A hardware firewall takes this request and trashes it if needed, no extra processes taken on your computer to process traffic, no extra software on you computer needed. You can control the whole network with a hardware firewall depending on the type, this includes what sites your computers can go to, what types of sites you are going to allow your computers to go to, it can be based on user or by computer, you can allow a user access to one site, all sites, everything but advertisements, etc (this is the content filter add on), it can also scan for viruses helping the real time scanner of the pc (with the av module purchased, and depending on the fw it can also have a real time client on the pc and monitor that), as well as do firewall packet inspections. A linksys no, but a fortigate or sonicwall, etc, yes (depending on the modules you purchased).

A hardware firewall can be a very powerful tool if purchased the right one.

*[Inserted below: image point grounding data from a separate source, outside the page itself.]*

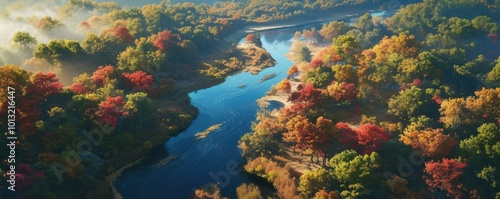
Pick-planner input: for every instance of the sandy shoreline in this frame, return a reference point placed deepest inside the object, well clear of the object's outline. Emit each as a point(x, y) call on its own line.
point(111, 178)
point(339, 15)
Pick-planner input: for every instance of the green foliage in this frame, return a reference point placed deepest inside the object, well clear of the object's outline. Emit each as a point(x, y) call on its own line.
point(314, 180)
point(320, 77)
point(486, 144)
point(23, 39)
point(248, 191)
point(355, 173)
point(407, 103)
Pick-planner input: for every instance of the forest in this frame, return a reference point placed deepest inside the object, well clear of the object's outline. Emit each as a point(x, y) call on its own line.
point(401, 107)
point(99, 86)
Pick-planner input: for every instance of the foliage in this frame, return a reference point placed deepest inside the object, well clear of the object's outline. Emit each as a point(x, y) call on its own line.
point(444, 175)
point(431, 142)
point(355, 173)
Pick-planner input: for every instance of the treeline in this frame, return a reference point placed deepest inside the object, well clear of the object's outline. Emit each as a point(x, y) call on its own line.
point(125, 97)
point(404, 107)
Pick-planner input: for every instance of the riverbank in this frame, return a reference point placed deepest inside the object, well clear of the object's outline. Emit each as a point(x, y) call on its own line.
point(338, 14)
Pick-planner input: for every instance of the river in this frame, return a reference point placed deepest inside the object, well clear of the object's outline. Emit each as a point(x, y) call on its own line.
point(198, 162)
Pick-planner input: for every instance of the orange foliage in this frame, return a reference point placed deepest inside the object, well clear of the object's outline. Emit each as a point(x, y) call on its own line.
point(431, 142)
point(284, 85)
point(445, 176)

Limitations on sw firewall: configuration

Is there better control on a hw firewall: yes depending on what you purchase/install

I see the advantage of this that you can control traffic allot more simply.

what i'm setting up is on a low end budget just based on where it is.

What is the best to get hold of second hand maybe to keep the price down around £150 (uk) or somewhere to looking to to prices verse features.

Just to complete my proposal to the directors. :)

Also are Router with build in firewalls at all affective?

Thank you.

(sorry for stealing your post, but i believe your question was answered) :)

you are going to have to look. sonicwall a transfer of ownership will be needed or sonicwall will not support you or allow you to add in add ons.

NAT is as basic of a firewall as it gets and, as far as I know, every router is capable of NAT. The low end (linksys, belkin, netgear, d-link, etc) have NAT enabled out of the box.

"what i'm setting up is on a low end budget just based on where it is."

If you on a shoe string budget, I would really suggest you look into setting up a linux distro to be used as your networks gateway/firewall.

I would suggest pfsense, but you could also take a look at ipcop, smoothwall, m0n0wall, etc. There are plenty of linux distro gateway/firewalls out there - many designed to run on older pc hardware, but can also be bought/installed on an appliance. This pretty much what sonicwall is, software running on dedicated hardware.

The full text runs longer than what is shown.